Your description is correct: given that \$V_{GS}>V_T\$, if we apply a Drain-to-Source voltage of magnitude \$V_{SAT}=V_{GS}-V_{T}\$ or higher, the channel will pinch-off.

I'll try to explain what happens there. I'm assuming n-type MOSFET in the examples, but the explanations also hold for p-type MOSFET (with some adjustments, of course).

The reason for pinch-off:

Think about the electric potential along the channel: it equals \$V_S\$ near the Source; it equals \$V_D\$ near the Drain. Recall also that potential function is continuous. The immediate conclusion from the above two statements is that potential changes continuously form \$V_S\$ to \$V_D\$ along the channel (let me be non-formal and use terms "potential" and "voltage" interchangeably).

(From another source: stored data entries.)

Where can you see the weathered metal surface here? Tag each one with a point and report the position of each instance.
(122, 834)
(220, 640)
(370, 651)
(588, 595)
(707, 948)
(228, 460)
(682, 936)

Now, let's see how the above conclusion affects the charge in the inversion layer. Recall that this charge is accumulated under the Gate due to Gate-to-Substrate voltage (yes, Substrate, not Source. The reason we usually use \$V_{GS}\$ in our calculations is because we assume that the Substrate and the Source are connected to the same potential). Now, if the potential change along the channel when we apply \$V_{DS}\$, the Gate-to-Substrate voltage also change along the channel, which means that the induced charge density will vary along the channel.

When we apply \$V_{SAT}=V_{GS}-V_{T}\$ to the Drain, the effective Gate-to-Substrate voltage near the Drain will become: \$V_{eff}=V_{GS}-V_{SAT}=V_T\$. It means that near the Drain the Gate-to-Substrate voltage is just enough to form the inversion layer. Any higher potential applied to Darin will cause this voltage to reduce below the Threshold voltage and the channel will not be formed - pinch-off occurs.

What happens between the pinch-off point and the Drain:

The Gate-to-Substrate voltage in this region is not enough for a formation of the inversion layer, therefore this region is only depleted (as opposed to inverted). While depletion region lacks mobile carriers, there is no restriction on current flow through it: if a carrier enters the depletion region from one side, and there is an electric field across the region - this carrier will be dragged by the field. In addition, carriers which enter this depletion region have initial speed.

All the above is true as long as the carriers in question will not recombine in the depletion region. In n-type MOSFET the depletion region lacks p-type carriers, but the current consist of n-type carriers - this means that the probability for recombination of these carriers is very low (and may be neglected for any practical purpose).

Conclusion: charge carriers which enter this depletion region will be accelerated by the field across this region and will eventually reach the drain. It is usually the case that the resistivity of this region may be completely neglected (the physical reason for this is quite complex - this discussion is more appropriate for physics forum).

Hope this helps